Do lado de cá do Atlântico, num país chamado Brasil, o presidente Lula não se cansa de rir e emetir tratamento jocoso sobre a crise, afirmando que o Tufão dos Estados Unidos vai virar um ventozinho quando chegar por aqui. Se derrete em otimismo onde não existe, pois o estrago das hipotecas americanas já bateu em nossas portas. Só não vê quem é cego. O crédito, as prestações a perder de vistas estão bem mais próximas do consumidor aloprado, os produtos importados, inclusive o trigo, estão mais caros, as exportações se restringem, o deficit em transações correntes cresce, as reservas cambiais vão minguar e os produtos primários(agrícolas e industrializados) se desvalorizaram no mercado internacional.
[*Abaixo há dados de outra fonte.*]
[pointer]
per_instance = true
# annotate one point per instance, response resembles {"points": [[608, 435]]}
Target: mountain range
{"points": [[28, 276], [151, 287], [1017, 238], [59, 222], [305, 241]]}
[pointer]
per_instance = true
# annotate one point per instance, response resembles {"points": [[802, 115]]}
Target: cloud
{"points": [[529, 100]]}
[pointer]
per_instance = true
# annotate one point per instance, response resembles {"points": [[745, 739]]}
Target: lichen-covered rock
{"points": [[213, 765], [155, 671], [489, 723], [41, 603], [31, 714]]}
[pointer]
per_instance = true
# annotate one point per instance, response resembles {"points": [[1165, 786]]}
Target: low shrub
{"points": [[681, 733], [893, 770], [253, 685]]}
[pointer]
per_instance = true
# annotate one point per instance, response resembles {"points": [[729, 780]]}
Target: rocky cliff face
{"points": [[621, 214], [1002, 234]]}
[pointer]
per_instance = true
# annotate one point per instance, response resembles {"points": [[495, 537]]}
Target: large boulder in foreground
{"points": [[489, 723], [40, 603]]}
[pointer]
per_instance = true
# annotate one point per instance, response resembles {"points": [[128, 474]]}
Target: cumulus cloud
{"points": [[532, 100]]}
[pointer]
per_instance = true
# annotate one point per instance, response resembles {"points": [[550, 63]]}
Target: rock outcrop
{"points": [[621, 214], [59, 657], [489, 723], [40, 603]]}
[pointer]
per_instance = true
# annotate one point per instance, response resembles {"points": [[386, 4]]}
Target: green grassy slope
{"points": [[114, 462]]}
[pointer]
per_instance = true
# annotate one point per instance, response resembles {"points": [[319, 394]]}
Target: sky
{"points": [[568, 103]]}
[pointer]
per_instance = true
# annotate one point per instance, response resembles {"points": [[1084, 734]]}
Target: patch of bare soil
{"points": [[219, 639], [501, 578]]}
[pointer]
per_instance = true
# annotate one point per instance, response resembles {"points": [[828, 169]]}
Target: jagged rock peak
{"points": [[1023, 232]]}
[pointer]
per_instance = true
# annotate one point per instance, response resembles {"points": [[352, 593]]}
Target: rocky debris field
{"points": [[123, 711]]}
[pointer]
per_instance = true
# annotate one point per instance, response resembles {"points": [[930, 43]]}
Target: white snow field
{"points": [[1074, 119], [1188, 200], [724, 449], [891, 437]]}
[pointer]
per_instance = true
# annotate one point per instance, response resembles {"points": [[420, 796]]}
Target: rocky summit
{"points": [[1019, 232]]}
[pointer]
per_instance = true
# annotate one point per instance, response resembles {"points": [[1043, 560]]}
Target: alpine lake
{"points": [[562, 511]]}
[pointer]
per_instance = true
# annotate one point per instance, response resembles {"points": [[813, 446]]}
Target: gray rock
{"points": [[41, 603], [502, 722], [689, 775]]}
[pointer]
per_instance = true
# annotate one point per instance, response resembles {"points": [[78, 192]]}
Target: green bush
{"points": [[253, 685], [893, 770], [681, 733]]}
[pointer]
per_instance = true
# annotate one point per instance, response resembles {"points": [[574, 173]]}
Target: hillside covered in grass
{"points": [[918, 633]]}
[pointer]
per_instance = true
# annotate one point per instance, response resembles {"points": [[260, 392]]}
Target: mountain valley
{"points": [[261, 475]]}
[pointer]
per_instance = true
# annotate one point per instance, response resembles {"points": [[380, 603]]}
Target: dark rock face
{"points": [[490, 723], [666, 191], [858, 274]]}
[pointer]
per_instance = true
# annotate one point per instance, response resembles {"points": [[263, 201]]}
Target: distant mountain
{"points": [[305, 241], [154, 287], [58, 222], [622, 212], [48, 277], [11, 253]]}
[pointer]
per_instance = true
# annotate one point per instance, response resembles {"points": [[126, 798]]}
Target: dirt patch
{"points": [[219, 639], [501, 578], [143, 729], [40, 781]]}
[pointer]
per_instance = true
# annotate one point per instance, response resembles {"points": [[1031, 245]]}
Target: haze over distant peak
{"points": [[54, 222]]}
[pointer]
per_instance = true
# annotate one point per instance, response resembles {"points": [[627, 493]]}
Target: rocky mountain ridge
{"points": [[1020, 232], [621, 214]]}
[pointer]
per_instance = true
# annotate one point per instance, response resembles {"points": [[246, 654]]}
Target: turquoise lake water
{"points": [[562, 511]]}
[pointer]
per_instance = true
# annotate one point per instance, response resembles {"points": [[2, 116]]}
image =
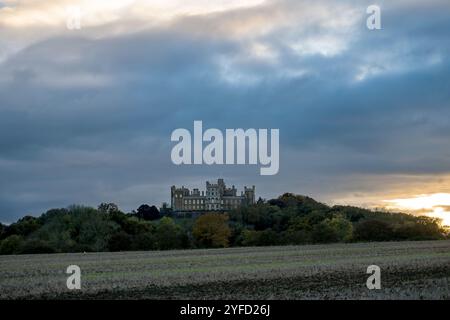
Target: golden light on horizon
{"points": [[433, 205]]}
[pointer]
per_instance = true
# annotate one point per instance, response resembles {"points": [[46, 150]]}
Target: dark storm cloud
{"points": [[88, 120]]}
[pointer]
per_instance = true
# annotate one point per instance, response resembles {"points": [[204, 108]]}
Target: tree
{"points": [[148, 213], [168, 235], [22, 227], [11, 245], [373, 230], [108, 208], [342, 227], [119, 241], [212, 230]]}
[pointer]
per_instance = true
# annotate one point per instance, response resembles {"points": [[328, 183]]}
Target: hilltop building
{"points": [[216, 198]]}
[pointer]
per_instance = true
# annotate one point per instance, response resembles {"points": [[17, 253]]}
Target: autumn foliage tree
{"points": [[211, 230]]}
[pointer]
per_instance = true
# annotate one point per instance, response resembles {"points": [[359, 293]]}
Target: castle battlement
{"points": [[217, 197]]}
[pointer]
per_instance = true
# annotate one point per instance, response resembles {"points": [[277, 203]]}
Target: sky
{"points": [[86, 113]]}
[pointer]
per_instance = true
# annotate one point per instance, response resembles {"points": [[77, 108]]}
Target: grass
{"points": [[409, 270]]}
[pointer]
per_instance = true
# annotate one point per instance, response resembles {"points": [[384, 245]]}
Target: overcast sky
{"points": [[86, 115]]}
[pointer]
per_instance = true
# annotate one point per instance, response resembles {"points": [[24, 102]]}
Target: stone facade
{"points": [[216, 198]]}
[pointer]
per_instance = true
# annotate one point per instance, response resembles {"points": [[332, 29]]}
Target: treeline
{"points": [[289, 219]]}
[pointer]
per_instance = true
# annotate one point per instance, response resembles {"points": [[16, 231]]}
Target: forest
{"points": [[287, 220]]}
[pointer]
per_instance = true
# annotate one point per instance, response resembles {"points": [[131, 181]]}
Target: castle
{"points": [[217, 198]]}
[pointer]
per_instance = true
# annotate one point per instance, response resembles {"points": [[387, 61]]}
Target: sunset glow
{"points": [[433, 205]]}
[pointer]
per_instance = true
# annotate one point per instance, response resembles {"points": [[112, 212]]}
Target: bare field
{"points": [[409, 270]]}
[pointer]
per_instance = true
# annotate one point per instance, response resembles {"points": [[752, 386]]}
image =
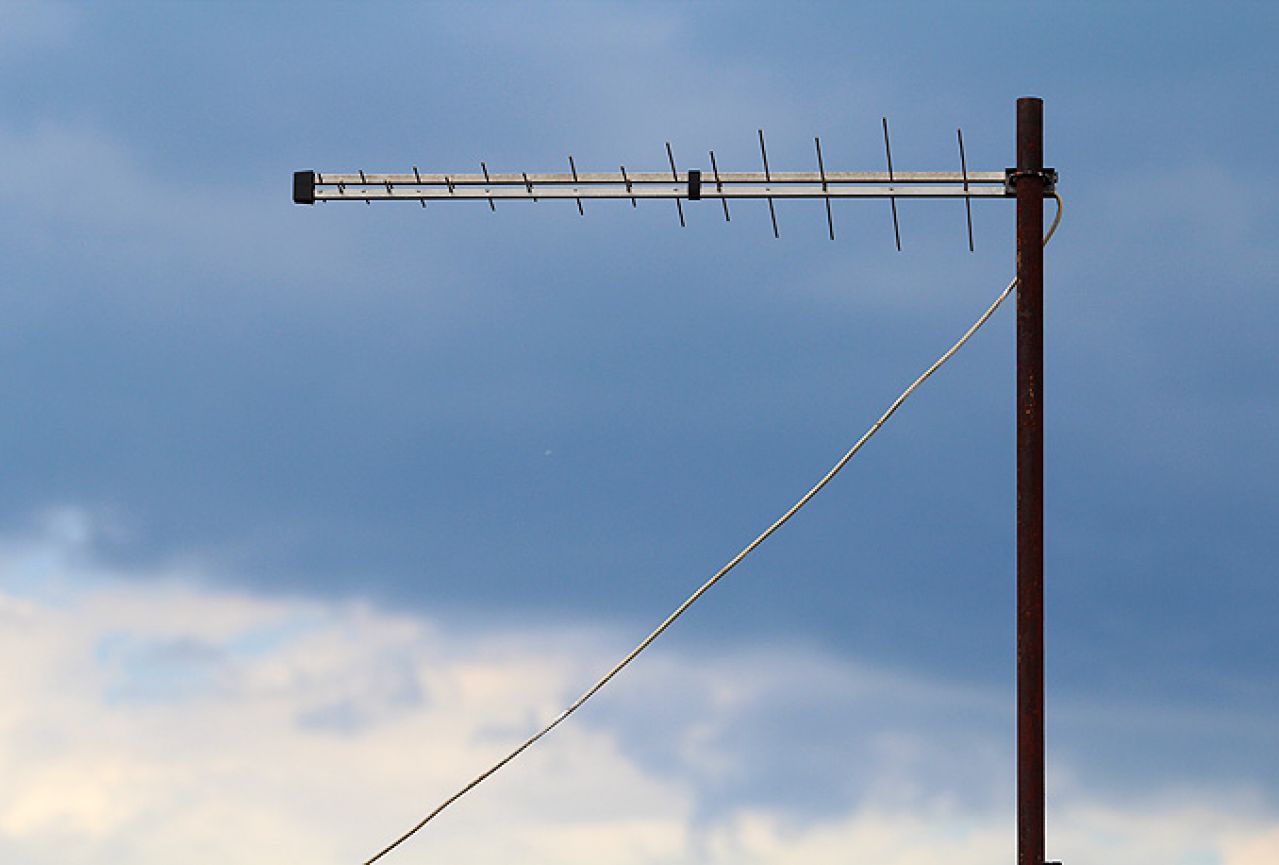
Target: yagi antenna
{"points": [[677, 184], [1028, 183]]}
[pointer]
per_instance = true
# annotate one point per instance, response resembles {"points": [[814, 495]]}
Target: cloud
{"points": [[143, 721]]}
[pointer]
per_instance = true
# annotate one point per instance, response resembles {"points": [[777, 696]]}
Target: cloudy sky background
{"points": [[310, 513]]}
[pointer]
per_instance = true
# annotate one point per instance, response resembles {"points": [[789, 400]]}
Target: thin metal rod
{"points": [[888, 151], [674, 175], [768, 178], [666, 190], [719, 186], [485, 169], [516, 178], [821, 169], [967, 201], [572, 166], [1030, 481], [627, 182]]}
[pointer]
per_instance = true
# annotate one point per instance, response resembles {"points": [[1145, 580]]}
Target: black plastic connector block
{"points": [[303, 187]]}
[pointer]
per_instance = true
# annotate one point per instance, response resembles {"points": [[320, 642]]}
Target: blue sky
{"points": [[505, 444]]}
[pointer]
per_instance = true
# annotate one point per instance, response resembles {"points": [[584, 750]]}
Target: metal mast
{"points": [[1028, 183]]}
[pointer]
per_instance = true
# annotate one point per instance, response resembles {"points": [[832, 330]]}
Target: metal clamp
{"points": [[1046, 174]]}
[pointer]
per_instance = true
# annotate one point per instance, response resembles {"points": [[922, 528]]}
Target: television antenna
{"points": [[1028, 183]]}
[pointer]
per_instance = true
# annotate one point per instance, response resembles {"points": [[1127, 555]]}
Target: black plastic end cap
{"points": [[695, 184], [303, 187]]}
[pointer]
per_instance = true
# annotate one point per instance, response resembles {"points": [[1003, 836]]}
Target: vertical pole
{"points": [[1030, 481]]}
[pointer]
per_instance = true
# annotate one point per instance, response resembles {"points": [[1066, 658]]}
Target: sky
{"points": [[310, 513]]}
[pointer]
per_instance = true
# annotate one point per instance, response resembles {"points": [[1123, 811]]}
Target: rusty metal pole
{"points": [[1030, 481]]}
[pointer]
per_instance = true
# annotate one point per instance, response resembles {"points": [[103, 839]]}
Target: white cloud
{"points": [[151, 721]]}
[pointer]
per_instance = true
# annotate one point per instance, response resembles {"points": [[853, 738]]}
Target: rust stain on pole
{"points": [[1030, 481]]}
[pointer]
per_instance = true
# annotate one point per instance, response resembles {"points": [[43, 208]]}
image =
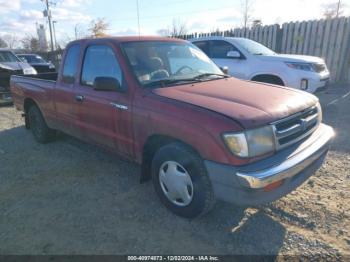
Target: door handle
{"points": [[79, 98], [119, 106]]}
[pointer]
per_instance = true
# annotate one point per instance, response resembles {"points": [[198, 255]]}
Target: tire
{"points": [[191, 169], [269, 79], [41, 132]]}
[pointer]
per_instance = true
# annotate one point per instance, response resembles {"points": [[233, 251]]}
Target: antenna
{"points": [[138, 16]]}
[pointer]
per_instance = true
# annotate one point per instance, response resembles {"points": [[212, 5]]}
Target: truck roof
{"points": [[122, 39]]}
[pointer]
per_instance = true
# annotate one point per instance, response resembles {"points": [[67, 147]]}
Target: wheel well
{"points": [[267, 78], [28, 103], [150, 148]]}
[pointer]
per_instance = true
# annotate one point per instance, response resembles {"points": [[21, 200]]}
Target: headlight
{"points": [[251, 143], [29, 71], [301, 66]]}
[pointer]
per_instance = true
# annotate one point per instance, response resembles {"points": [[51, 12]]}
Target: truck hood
{"points": [[292, 58], [14, 65], [251, 104]]}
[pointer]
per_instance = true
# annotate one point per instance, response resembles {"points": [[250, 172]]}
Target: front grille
{"points": [[294, 128], [319, 67]]}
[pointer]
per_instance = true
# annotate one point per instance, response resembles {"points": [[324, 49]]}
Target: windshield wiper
{"points": [[210, 74], [164, 82]]}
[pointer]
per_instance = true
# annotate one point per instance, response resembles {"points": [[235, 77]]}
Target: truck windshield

Só neste ano, as bolsas já caíram 42%, enquanto o dólar subiu mais de 50%, e já está perto de valer R$2,50 como falei aqui há alguns dias. Vem mais coisa feia por aí, e o dólar pode beirar os R$3,00. As medidas do Banco Central servem mais para tapar os buracos do barco. Mais reservas vão ser queimadas, e o governo já faz planos para reduzir os investimentos. Já tenho tempo e experiência bastante para avaliar que essa tempestade vai fazer mais estragos nessa terra de Cabral, especialmente entre a classe média. Engavetem seus cartões e apertem os cintos, pois o pilôto sumiu. Dá nisso viver escravo desse capitalismo que nos seduz para um paraíso ilusório.
Depois da farra vem a ressaca. Nosso capitalismo sofre de transtornos de personalidade e de surtos psicóticos. Agora, o mundo está num divâ e nem os analistas conseguem normalizar sua personalidade. Nos apoiamos em pilastras de barro, enfeitadas de papéis de aparência brilhante, mas que se derretem com a primeira tempestade.